An auction platform is ideal if you need to sell a small firm fast and at a low price.

  • M&A advisory firm

Selling your FBA business through an M&A adviser is probably the smartest course of action to take. If you have a major company for selling in the $1-100 million valuation area and lack expertise in selling businesses and/or wish to optimise the sale price, contact us.

An M&A adviser will handle the entire process from start to finish, from marketing materials creation to approaching purchasers, making offers, organising due diligence, producing the sale contract, and managing the movement of assets/funds via Trust. Additionally, they will assist you in determining your worth and negotiating the finest contract conditions for your legal protection and economic advantage.

Pros:

  • Large distribution — when you list your firm with a respected, well-established M&A counsel, you receive accessibility to their database of skilled and experienced buyers. This implies that your firm will be exposed to a broad, highly focused investor audience capable of executing and closing a deal quickly.
  • Complete process — once you've given adequate data for the initial advertising material, a professional M&A counsel will handle the process from start to finish. You will not be required to fund negotiations, due diligence, or contracts on your own. This frees up time for you to continue operating your company or doing daily duties.
  • Maximum value - a competent M&A counsel will understand how to price your firm based on market data and comparable transactions. They will seek many offers and then negotiate the highest price with the overall best terms.

Cons:

  • Requirements upfront - to collaborate with an M&A adviser, you must be organised and have facts about your firm available. Their purchasers are highly driven, organised, and eager to deliver for the appropriate firm, but they want the necessary documents.
  • Fees — an M&A advisor will normally charge up to 15% of the business's sale value upon successful completion. If you employ the correct adviser, the net revenues to the seller (selling

price minus broker costs) are nearly always greater than those obtained through a marketplace, auction, or direct sale. 

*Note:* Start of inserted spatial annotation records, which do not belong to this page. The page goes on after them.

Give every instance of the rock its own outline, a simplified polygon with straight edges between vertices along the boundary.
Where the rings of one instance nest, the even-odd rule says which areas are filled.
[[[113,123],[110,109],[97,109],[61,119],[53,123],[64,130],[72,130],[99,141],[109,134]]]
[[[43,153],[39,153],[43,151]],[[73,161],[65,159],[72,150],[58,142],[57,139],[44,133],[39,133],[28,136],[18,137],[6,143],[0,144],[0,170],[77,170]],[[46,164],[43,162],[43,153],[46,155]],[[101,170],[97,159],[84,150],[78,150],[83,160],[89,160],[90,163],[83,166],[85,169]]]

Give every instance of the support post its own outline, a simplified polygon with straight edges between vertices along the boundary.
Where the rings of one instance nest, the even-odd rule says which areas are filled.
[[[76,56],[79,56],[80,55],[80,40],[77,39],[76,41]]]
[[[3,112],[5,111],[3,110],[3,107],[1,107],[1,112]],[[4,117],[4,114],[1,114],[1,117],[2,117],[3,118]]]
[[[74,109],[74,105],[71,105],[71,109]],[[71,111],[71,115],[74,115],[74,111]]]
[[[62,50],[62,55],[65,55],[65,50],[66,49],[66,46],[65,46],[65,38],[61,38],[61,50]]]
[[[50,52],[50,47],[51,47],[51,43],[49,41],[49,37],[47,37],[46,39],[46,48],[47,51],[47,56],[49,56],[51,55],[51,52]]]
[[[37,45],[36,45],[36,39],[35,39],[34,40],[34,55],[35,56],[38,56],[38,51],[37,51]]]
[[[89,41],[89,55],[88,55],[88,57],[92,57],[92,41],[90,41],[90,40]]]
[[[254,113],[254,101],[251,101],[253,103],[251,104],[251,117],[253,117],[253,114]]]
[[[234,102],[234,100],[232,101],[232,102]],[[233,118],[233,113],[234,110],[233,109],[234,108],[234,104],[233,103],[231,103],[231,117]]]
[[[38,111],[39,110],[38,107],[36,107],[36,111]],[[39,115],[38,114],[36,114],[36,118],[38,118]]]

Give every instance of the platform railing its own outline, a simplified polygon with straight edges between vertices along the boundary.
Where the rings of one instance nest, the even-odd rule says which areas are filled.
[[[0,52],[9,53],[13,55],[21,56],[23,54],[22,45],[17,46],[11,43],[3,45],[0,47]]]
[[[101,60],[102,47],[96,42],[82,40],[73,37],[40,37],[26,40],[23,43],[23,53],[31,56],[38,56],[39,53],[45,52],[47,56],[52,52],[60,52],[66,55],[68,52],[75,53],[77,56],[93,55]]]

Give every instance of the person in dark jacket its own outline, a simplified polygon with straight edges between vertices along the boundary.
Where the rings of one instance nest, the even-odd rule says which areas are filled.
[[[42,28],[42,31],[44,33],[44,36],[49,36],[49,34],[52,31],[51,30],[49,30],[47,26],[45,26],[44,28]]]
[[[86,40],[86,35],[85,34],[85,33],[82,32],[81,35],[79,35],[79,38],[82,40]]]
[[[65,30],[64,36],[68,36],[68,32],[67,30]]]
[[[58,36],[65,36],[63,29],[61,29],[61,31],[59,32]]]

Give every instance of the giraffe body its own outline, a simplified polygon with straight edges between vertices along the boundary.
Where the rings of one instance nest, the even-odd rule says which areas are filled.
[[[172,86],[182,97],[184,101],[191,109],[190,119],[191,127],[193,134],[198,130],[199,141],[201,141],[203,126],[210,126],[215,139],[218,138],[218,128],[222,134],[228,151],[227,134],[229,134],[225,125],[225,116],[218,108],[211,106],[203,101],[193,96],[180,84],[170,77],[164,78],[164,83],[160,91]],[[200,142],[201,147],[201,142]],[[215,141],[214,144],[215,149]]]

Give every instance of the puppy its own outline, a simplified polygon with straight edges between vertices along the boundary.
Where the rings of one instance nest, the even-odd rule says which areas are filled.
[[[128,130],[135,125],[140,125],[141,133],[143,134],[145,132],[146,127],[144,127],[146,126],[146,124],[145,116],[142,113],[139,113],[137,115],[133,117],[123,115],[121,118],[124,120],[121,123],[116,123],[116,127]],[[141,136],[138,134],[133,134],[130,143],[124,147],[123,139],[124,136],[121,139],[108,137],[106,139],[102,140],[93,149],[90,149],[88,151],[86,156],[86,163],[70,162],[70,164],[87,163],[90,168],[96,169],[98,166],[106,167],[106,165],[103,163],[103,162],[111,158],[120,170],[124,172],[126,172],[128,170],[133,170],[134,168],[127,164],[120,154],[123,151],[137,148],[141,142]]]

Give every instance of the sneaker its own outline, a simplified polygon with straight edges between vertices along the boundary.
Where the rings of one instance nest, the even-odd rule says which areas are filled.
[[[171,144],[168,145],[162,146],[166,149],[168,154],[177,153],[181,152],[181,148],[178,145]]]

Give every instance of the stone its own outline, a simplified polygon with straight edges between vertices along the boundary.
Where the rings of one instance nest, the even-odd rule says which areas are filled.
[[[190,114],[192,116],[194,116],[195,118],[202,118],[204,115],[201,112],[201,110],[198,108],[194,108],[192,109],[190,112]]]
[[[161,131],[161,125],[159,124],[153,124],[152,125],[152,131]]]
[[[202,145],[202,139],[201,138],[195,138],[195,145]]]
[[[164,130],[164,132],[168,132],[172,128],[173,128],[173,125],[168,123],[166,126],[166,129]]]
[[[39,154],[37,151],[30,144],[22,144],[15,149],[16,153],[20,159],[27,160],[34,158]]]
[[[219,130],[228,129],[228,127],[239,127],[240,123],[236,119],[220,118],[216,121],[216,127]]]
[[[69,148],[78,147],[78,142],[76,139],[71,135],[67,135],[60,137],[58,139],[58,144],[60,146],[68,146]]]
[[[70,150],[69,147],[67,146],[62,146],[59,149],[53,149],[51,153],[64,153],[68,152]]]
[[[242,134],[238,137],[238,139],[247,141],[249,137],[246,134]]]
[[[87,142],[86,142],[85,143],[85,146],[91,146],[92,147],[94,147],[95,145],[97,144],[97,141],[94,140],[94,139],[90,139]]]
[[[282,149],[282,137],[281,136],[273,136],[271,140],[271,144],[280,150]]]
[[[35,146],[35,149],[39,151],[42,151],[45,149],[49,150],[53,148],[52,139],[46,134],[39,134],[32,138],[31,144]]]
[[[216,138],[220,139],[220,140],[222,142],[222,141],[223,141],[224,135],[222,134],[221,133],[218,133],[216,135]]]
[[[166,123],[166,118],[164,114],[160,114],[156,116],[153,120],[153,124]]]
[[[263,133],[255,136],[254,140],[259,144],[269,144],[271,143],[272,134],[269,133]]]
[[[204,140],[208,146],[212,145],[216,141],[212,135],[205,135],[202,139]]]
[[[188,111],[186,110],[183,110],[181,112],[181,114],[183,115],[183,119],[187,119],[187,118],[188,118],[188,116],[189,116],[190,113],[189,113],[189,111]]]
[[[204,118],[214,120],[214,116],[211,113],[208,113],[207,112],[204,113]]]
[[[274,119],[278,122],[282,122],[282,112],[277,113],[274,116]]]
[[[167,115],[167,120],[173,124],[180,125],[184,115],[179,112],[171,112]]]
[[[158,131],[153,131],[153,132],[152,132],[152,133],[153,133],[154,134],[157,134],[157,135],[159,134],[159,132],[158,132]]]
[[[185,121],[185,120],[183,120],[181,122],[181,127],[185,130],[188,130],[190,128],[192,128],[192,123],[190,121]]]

An M&A adviser is a suitable alternative if you lack experience appraising or selling enterprises, lack time, or want to maximise the revenues from the sale of your firm. Typically, a brokered sale takes between four and eight weeks, depending on the size of the firm (larger businesses can take longer).

  • Direct

The fourth alternative is to contact prospective buyers personally (through cold email or phone call) and convince them to purchase the firm. The most effective strategy is to contact other company owners that operate in the same or a related niche.

Pros:

  • There are no fees - if you find buyers and complete them smoothly, this option will cost you far less than the other choices. Almost certainly, you will incur solely legal expenses.

Cons:

  • Finding the buyer - you'll be responsible for conducting the necessary research and outreach to locate a buyer and may wind up disclosing sensitive data to rivals. Cold reach has a poor success rate and is thus avoided by most business brokers when selling a firm.
  • Similar to the marketplace and auction, you are accountable for the end-to-end operation of the process.

The direct approach works if you've been approached or if you're willing to take a gamble on a low probability of success. A direct sale typically takes between three and twenty-four months, depending on whether you have had an inbound interest or are beginning from scratch.